Tracking error reduced by up to 83%

Planned paths avoid controller saturation

Improved safety during aggressive maneuvers

Abstract

Motivated by the increasing use of quadrotors for payload delivery, we consider a joint trajectory generation and feedback control design problem for a quadrotor experiencing aerodynamic wrenches. Unmodeled aerodynamic drag forces from carried payloads can lead to catastrophic outcomes. Prior work model aerodynamic effects as residual dynamics or external disturbances in the control problem leading to a reactive policy that could be catastrophic. Moreover, redesigning controllers and tuning control gains on hardware platforms is a laborious effort.
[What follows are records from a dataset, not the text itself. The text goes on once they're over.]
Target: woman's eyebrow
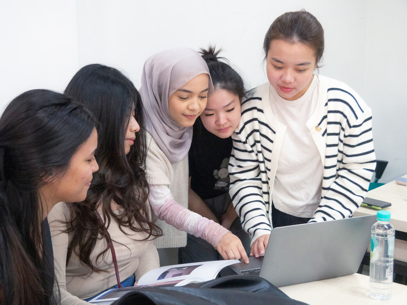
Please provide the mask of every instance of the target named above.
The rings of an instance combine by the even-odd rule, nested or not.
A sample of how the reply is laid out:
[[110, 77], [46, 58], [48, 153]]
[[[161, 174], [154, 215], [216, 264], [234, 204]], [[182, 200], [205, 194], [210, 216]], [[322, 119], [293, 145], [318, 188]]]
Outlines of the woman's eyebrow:
[[[280, 59], [278, 59], [275, 57], [272, 57], [271, 59], [274, 61], [276, 61], [280, 63], [284, 63], [282, 61], [280, 61]], [[303, 63], [297, 63], [295, 65], [311, 65], [311, 63], [309, 61], [304, 61]]]
[[[233, 103], [234, 101], [234, 100], [231, 100], [231, 101], [230, 101], [230, 102], [229, 104], [228, 104], [227, 105], [226, 105], [226, 106], [225, 106], [224, 107], [223, 107], [223, 108], [226, 108], [226, 107], [228, 107], [229, 106], [230, 106], [230, 104], [232, 104], [232, 103]], [[209, 111], [213, 111], [215, 109], [211, 109], [210, 108], [205, 108], [204, 110], [209, 110]]]
[[[202, 92], [204, 92], [205, 91], [208, 91], [209, 90], [209, 87], [208, 87], [208, 88], [207, 88], [205, 90], [203, 90], [202, 91], [201, 91], [200, 92], [199, 92], [199, 93], [202, 93]], [[187, 90], [186, 89], [178, 89], [177, 91], [181, 91], [182, 92], [186, 92], [187, 93], [192, 93], [192, 91], [190, 91], [189, 90]]]

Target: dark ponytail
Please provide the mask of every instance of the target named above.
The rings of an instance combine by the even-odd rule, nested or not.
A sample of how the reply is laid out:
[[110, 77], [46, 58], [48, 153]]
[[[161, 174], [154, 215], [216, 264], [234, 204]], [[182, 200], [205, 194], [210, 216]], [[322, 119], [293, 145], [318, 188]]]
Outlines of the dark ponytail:
[[201, 49], [199, 53], [202, 54], [202, 58], [205, 59], [209, 68], [214, 90], [223, 89], [237, 95], [241, 101], [245, 96], [244, 83], [240, 75], [233, 68], [226, 63], [219, 60], [228, 61], [224, 57], [218, 57], [221, 50], [219, 49], [216, 51], [214, 46], [210, 46], [207, 50]]

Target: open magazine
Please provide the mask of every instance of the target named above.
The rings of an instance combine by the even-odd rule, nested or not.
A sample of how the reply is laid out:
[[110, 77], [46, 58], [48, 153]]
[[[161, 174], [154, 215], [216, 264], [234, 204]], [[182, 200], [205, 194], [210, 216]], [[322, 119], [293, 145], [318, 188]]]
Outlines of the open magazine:
[[99, 305], [107, 305], [130, 290], [158, 285], [183, 286], [213, 279], [225, 267], [237, 263], [238, 259], [212, 261], [164, 266], [150, 270], [143, 275], [135, 287], [110, 289], [89, 301]]

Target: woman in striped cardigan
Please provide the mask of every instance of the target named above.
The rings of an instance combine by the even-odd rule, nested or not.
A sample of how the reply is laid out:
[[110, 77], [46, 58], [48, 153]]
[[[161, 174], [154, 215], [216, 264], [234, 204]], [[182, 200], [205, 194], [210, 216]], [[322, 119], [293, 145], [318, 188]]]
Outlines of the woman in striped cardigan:
[[351, 217], [376, 163], [370, 109], [346, 84], [313, 73], [324, 48], [315, 17], [280, 16], [263, 47], [269, 82], [242, 104], [229, 165], [256, 257], [273, 227]]

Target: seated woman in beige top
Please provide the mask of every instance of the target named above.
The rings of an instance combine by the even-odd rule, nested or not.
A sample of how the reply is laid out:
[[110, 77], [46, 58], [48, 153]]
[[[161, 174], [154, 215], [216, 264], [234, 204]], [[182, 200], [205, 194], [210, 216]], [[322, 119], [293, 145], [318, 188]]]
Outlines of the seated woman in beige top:
[[159, 266], [153, 240], [161, 233], [146, 203], [142, 108], [132, 83], [115, 69], [90, 65], [75, 74], [65, 94], [100, 124], [95, 154], [99, 170], [86, 199], [60, 203], [48, 216], [61, 304], [85, 304], [117, 285], [110, 239], [119, 281], [127, 287]]

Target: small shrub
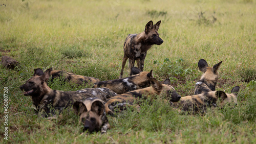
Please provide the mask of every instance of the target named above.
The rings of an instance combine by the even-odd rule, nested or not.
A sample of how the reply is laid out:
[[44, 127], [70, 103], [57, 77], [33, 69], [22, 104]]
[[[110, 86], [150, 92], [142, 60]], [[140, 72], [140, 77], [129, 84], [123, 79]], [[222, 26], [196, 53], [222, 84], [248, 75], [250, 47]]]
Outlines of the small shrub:
[[61, 49], [61, 54], [68, 58], [77, 58], [90, 56], [83, 50], [78, 49], [76, 46], [67, 47]]
[[175, 62], [171, 62], [168, 58], [165, 58], [163, 62], [161, 63], [157, 60], [154, 61], [154, 64], [158, 65], [157, 73], [160, 76], [164, 76], [167, 74], [167, 76], [171, 81], [177, 81], [176, 77], [179, 77], [182, 79], [187, 78], [189, 76], [194, 76], [195, 70], [190, 68], [184, 68], [183, 63], [184, 60], [180, 58]]
[[256, 81], [256, 69], [255, 68], [243, 68], [240, 71], [239, 73], [243, 81], [246, 82]]

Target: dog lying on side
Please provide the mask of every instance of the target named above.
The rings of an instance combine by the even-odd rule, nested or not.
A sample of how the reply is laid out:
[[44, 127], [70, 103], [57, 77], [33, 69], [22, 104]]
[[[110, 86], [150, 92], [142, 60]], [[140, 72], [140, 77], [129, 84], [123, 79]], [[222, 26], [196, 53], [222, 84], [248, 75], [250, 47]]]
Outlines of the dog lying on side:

In this paper, we argue that adapting the trajectory generation component keeping the controller fixed can improve trajectory tracking for quadrotor systems experiencing drag forces. To achieve this, we formulate a drag-aware planning problem by applying a suitable relaxation to an optimal quadrotor control problem, introducing a tracking cost function which measures the ability of a controller to follow a reference trajectory. This tracking cost function acts as a regularizer in trajectory generation and is learned from data obtained from simulation. Our experiments in both simulation and on the Crazyflie hardware platform show that changing the planner reduces tracking error by as much as 83%. Evaluation on hardware demonstrates that our planned path, as opposed to a baseline, avoids controller saturation and catastrophic outcomes during aggressive maneuvers.